Waste management may constitute a service of general economic interest within the meaning of Article 59(2) EEA. It is for the referring court to determine whether the application of Article 54 EEA would make it impossible for the municipalities to provide the waste management services they have been entrusted with, or to provide them under economically acceptable conditions.

3.

In order to determine whether a public entity constitutes an undertaking within the meaning of the EEA competition rules when it provides waste management services, it is irrelevant whether that entity is a municipality or a cooperative agency entered into by several municipalities.

4.

Article 54 EEA does not apply to anti-competitive conduct which is required of undertakings by national legislation, or if national legislation creates a legal framework which itself eliminates any possibility of competitive activity on their part.

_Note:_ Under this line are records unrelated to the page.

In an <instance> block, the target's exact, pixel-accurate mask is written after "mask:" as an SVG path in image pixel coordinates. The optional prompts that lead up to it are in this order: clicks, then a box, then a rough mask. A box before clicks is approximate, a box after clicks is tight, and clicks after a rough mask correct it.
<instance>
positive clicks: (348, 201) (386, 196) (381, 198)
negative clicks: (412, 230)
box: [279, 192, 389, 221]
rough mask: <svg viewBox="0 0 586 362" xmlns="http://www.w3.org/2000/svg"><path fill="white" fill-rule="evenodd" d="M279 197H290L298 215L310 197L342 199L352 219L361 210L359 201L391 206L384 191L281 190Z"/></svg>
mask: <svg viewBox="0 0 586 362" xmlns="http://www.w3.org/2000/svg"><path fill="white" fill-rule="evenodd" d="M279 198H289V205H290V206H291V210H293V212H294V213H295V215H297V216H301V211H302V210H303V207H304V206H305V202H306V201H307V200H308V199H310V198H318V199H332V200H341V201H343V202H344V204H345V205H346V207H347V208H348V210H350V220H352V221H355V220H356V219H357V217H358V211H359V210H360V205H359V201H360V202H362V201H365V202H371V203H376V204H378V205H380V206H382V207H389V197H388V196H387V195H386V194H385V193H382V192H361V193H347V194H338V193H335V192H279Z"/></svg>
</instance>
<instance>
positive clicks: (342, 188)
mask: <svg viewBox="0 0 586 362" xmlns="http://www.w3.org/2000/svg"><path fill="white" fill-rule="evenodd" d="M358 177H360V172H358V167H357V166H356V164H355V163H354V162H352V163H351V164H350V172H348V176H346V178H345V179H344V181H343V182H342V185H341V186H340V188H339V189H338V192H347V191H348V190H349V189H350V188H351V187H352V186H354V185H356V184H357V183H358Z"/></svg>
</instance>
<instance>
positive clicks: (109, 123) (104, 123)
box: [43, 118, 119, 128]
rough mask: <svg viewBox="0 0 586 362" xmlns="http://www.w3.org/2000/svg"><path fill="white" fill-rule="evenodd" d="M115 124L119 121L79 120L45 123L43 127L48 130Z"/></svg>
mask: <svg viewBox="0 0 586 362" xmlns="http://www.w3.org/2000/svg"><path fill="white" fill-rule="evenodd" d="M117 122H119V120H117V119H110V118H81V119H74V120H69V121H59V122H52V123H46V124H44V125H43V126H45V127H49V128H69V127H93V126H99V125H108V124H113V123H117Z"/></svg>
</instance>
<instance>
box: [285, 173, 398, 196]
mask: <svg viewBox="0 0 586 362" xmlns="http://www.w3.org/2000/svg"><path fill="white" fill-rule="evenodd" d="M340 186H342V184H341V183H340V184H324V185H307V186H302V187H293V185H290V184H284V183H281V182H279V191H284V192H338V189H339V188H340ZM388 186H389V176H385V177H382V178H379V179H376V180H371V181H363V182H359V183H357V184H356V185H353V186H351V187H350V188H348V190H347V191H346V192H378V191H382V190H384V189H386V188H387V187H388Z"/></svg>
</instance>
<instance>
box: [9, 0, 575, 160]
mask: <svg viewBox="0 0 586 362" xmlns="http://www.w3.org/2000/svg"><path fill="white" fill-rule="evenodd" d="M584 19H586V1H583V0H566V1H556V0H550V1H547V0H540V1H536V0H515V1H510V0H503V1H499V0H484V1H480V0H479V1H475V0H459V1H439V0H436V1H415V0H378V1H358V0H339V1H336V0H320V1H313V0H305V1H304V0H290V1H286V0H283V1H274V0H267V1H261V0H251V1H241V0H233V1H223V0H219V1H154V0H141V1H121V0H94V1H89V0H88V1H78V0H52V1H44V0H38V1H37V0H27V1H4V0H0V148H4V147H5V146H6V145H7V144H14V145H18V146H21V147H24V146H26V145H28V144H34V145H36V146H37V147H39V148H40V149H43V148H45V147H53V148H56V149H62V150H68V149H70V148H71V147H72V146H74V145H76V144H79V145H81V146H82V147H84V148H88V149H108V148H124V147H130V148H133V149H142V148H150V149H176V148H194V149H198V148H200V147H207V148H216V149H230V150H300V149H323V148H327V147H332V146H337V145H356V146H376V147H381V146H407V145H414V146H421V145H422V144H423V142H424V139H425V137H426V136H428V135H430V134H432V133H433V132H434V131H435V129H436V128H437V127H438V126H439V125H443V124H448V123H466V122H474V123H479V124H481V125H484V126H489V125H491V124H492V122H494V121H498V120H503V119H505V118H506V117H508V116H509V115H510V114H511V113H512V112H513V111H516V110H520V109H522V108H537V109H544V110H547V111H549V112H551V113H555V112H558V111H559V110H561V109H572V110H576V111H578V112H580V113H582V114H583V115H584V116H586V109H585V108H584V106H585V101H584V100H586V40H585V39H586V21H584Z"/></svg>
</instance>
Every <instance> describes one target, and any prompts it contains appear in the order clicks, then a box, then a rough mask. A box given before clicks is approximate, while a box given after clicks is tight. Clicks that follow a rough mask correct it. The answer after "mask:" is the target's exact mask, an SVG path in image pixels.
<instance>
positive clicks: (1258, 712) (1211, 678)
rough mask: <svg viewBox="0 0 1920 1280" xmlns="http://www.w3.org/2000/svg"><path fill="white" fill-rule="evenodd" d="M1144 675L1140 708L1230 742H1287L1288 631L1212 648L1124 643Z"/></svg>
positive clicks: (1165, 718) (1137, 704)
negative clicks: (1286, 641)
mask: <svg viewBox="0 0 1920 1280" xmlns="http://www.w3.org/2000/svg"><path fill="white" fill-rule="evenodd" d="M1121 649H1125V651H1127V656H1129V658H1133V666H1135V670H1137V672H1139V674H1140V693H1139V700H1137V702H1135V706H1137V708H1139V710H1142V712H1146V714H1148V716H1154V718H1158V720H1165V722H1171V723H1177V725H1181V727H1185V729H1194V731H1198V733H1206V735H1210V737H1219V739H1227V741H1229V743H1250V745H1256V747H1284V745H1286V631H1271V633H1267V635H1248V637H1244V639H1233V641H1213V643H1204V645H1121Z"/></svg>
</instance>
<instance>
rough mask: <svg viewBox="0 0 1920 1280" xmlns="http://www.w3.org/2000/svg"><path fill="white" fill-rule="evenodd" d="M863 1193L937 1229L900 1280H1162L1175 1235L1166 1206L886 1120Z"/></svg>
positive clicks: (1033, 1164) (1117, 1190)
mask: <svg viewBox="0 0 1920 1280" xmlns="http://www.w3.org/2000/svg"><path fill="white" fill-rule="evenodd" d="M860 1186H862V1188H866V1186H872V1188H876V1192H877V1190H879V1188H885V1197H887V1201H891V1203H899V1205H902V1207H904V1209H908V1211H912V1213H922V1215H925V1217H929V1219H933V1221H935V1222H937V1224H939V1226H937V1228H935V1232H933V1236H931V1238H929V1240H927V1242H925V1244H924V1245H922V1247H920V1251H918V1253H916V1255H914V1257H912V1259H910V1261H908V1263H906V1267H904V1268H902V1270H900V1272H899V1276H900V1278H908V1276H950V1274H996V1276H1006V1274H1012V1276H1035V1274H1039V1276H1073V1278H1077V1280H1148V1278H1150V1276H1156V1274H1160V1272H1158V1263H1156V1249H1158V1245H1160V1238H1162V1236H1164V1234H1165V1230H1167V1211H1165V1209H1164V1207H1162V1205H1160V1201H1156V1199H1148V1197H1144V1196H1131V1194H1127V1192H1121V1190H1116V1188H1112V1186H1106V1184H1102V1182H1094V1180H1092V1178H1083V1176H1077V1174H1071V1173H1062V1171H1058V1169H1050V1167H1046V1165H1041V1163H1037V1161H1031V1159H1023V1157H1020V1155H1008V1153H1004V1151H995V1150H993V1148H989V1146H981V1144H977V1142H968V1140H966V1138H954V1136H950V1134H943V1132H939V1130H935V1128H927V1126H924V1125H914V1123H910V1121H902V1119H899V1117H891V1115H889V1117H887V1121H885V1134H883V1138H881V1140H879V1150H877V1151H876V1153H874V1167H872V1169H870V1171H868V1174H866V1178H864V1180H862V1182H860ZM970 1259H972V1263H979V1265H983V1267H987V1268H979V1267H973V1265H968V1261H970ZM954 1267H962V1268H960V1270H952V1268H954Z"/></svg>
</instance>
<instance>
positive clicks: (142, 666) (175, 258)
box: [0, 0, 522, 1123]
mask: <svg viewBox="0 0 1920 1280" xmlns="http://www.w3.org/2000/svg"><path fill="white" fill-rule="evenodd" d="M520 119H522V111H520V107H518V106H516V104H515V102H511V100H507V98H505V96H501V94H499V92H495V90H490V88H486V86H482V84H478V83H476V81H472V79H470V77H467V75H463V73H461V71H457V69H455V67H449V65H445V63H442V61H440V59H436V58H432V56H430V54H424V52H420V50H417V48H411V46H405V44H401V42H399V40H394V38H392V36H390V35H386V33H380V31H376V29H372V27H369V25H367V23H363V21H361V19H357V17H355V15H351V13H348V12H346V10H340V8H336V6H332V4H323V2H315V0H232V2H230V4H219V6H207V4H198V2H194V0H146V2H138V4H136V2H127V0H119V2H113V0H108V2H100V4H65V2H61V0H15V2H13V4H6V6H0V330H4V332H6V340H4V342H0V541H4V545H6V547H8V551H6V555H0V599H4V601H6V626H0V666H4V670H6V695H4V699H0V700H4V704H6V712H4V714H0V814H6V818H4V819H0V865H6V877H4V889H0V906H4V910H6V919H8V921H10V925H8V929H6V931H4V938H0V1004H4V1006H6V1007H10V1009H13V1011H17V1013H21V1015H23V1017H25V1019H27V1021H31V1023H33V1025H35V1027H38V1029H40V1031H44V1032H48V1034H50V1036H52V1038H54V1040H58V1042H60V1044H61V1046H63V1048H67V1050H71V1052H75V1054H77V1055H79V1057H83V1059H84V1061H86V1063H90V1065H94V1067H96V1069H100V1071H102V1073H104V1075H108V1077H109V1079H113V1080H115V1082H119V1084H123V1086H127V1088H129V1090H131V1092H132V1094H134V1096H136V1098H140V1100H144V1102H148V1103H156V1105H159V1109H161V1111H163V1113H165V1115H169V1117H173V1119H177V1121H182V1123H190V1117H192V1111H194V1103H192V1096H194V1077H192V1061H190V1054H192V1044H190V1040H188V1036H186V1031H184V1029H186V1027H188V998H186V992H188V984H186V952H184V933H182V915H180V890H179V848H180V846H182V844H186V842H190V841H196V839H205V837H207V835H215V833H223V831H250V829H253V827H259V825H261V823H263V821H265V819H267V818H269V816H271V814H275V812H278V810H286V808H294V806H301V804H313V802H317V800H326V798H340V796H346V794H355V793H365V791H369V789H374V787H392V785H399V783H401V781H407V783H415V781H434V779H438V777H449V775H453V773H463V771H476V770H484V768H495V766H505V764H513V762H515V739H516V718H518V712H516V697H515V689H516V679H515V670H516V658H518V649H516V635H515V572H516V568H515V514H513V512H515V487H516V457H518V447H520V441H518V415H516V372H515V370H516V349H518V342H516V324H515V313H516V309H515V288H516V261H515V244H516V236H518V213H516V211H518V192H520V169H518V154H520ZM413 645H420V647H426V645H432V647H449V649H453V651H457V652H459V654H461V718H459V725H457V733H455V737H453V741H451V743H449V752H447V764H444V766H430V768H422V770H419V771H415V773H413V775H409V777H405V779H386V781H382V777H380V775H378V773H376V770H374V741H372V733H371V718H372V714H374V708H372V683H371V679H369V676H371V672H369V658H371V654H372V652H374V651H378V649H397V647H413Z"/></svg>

However, Article 54 EEA may apply if national legislation does not preclude undertakings from engaging in autonomous conduct which prevents, restricts or distorts competition.

5.

Should an EEA State, by national legislation, grant public entities a derogation from the application of the EEA competition rules, for instance by granting them special or exclusive rights, it must do so in accordance with the EEA competition rules, in particular with Article 59(1) EEA.

6.

The owners of a municipal cooperative may be regarded as the trading parties of that cooperative within the meaning of Article 54(2)(c) EEA, unless they form one undertaking with that cooperative.

7.

By granting its owners a discount which it denies to its other customers, a dominant undertaking places those other customers at a competitive disadvantage within the meaning of Article 54(2)(c) EEA, provided that they compete with the dominant undertaking’s owners on a market upstream or downstream of the dominated market.